Matthew found himself unable to speak, despite his best efforts, as he continued to return his mother's expectant gaze. She must have understood, somehow. She always understood him. That was part of the problem now. He was hiding his secret from her, from the world. He always would be.
"Think about it, dearest," Isobel said, stepping towards him gracefully. "I am late for the Victory Garden planting, so I will see you later." She kissed him lightly on the cheek, and departed without another word.
"The circus - the greatest show on earth," Matthew muttered to himself.
He did not see how visiting the circus would fix anything, but at least it distracted him from other thoughts, even if the reprieve was only temporary. Choreographed acts of chaos happened every day in his own life. Clowns, acrobats, trained animals, trapeze acts, musicians, jugglers, unicyclists, and other stunt-oriented artists need not even try when he was around. He should pull his bicycle out and join the act.
Despite everything, the ache for such simple comfort did seem to stimulate some kind of yearning in him. He would think about it... perhaps.
Matthew suddenly felt fatigued and eagerly made his way back the few steps to his chair to sit down again. Taking the weight off his feet, however, did little to unburden his heart or his mind. He held his stick in his hands for a moment, simply staring at it, lost in thought. Frustrated with his inner musings, he tried to shake them off, and hooked his stick on the arm of his chair. He missed his mark, and the heavy piece of wood clattered noisily to the floor, the echo a reminder of his solitude, of being all alone with his thoughts, and, of course, his failure at everything he attempted. Biting his lip in exasperation, Matthew picked up his book and continued attempting to read, but it was no use. Not even Shakespeare could comfort him or disrupt his inner musings. He saw only the exuberant expression on Lavinia's face, the tears falling from her cerulean eyes, as she cried, "yes, of course yes!"

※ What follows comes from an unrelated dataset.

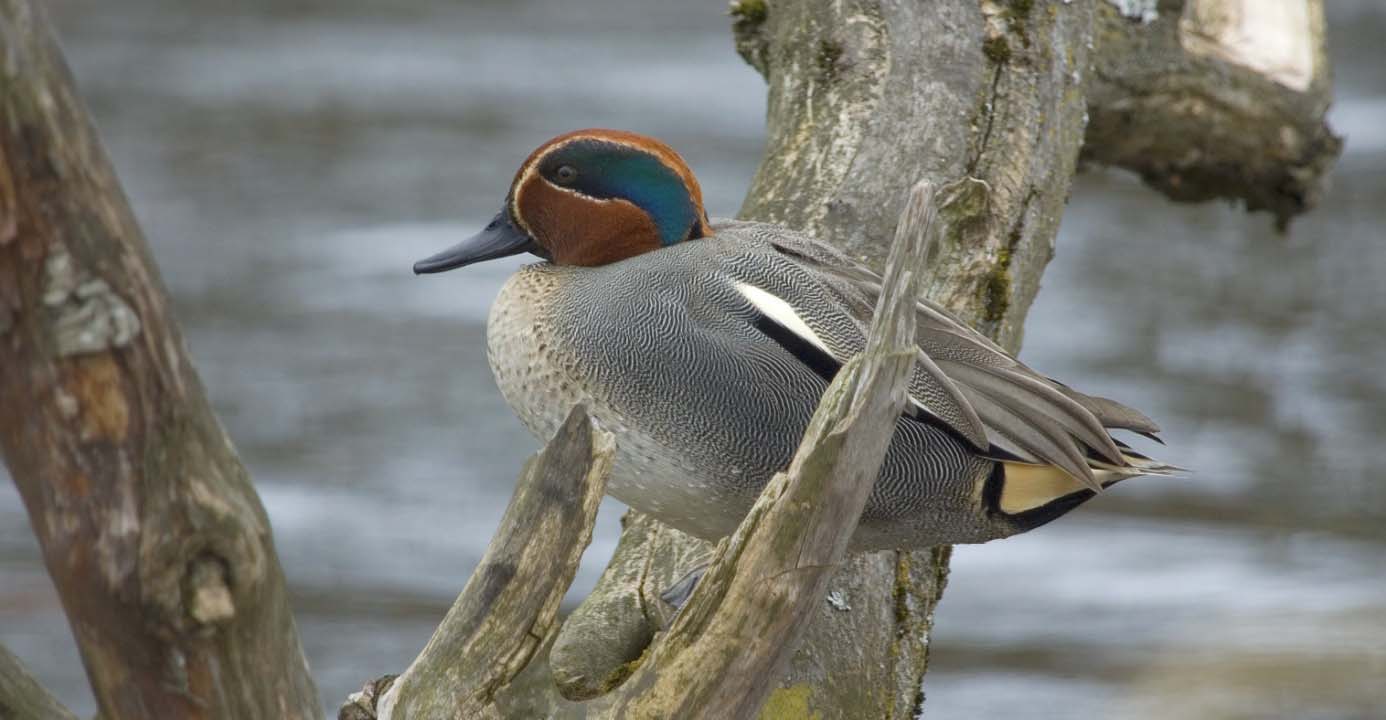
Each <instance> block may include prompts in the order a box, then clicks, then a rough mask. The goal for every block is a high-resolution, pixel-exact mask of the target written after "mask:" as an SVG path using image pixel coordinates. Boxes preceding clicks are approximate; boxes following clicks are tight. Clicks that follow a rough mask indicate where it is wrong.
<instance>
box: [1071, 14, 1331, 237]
mask: <svg viewBox="0 0 1386 720" xmlns="http://www.w3.org/2000/svg"><path fill="white" fill-rule="evenodd" d="M1267 4H1268V3H1265V0H1185V1H1182V3H1170V1H1166V3H1160V4H1159V8H1157V10H1156V11H1155V14H1153V15H1145V18H1149V22H1143V21H1142V18H1130V17H1125V15H1123V14H1121V12H1120V11H1117V8H1116V7H1113V6H1112V4H1110V3H1109V4H1103V6H1102V7H1100V12H1099V14H1098V19H1099V26H1098V35H1096V39H1098V57H1096V60H1095V62H1094V67H1092V79H1091V82H1089V83H1088V108H1089V115H1091V122H1089V123H1088V133H1087V135H1088V139H1087V143H1085V144H1084V148H1082V160H1084V161H1091V162H1099V164H1105V165H1116V166H1121V168H1127V169H1131V171H1134V172H1137V173H1139V175H1141V178H1142V179H1145V182H1146V183H1149V185H1152V186H1153V187H1156V189H1159V190H1160V191H1163V193H1164V194H1167V196H1170V197H1171V198H1175V200H1184V201H1202V200H1211V198H1220V197H1222V198H1234V200H1240V201H1243V203H1246V207H1247V208H1250V209H1265V211H1268V212H1271V214H1272V215H1275V218H1277V222H1279V223H1281V225H1285V223H1286V222H1289V219H1290V218H1293V216H1295V215H1299V214H1300V212H1304V211H1307V209H1310V208H1311V207H1314V205H1315V204H1317V203H1318V197H1319V194H1321V193H1322V186H1324V178H1325V175H1326V173H1328V171H1329V168H1332V165H1333V161H1335V160H1337V154H1339V151H1340V150H1342V147H1343V143H1342V139H1339V137H1337V136H1336V135H1333V132H1332V129H1329V126H1328V123H1326V122H1325V119H1324V115H1325V114H1326V111H1328V105H1329V103H1331V101H1332V78H1331V76H1329V64H1328V50H1326V39H1325V33H1324V3H1322V0H1285V1H1283V3H1275V4H1277V6H1278V8H1281V10H1282V14H1279V15H1274V17H1272V14H1271V10H1275V8H1268V7H1267ZM1257 17H1271V19H1268V21H1265V22H1253V18H1257ZM1277 18H1278V19H1279V21H1281V22H1275V19H1277ZM1286 21H1289V24H1288V25H1286Z"/></svg>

She hadn't even waited to let him finish his proposal before she spoke. There was no delay in her answer, only impatience and complete acceptance. She had made him the happiest man alive.
Overcome by a sudden burst of self-righteous anger, Matthew threw his book forcefully across the room. It landed, with a rustle of pages, spine down on the sofa. Another pointless act on his part, something else he loved destroyed.
The second time he proposed, Lavinia's reaction was the same. She had consistently been there for him. She loved first, and she loved last. Even as he held her hand as she slipped away, tired of fighting, he felt her love for him, so infinitely tender –and always focused on his happiness first. He remembered her weak touch, just as soothing as it had been the day they met... and then she was gone.
His felt his eyes shamefully brimming with long-repressed tears, and squeezed them shut. All the anger melted away, and only pain remained inside him. He turned his head and opened his eyes to find himself staring into a miniature framed portrait of his father's face. It was the final straw, and he wept. He had never gotten the chance to say goodbye to his father. His death had also been so sudden. Even after so many years, the pain of that missed moment was still so fresh. The worlds of his grief began to mix and collide, finally overwhelming him.
"I'm sorry," was all he could say, over and over, between wracking sobs.
He was sorry. For his father. For Lavinia.
It was all he had left to offer, his tears an apology to those that he had lost. And so Matthew finally allowed himself to cry.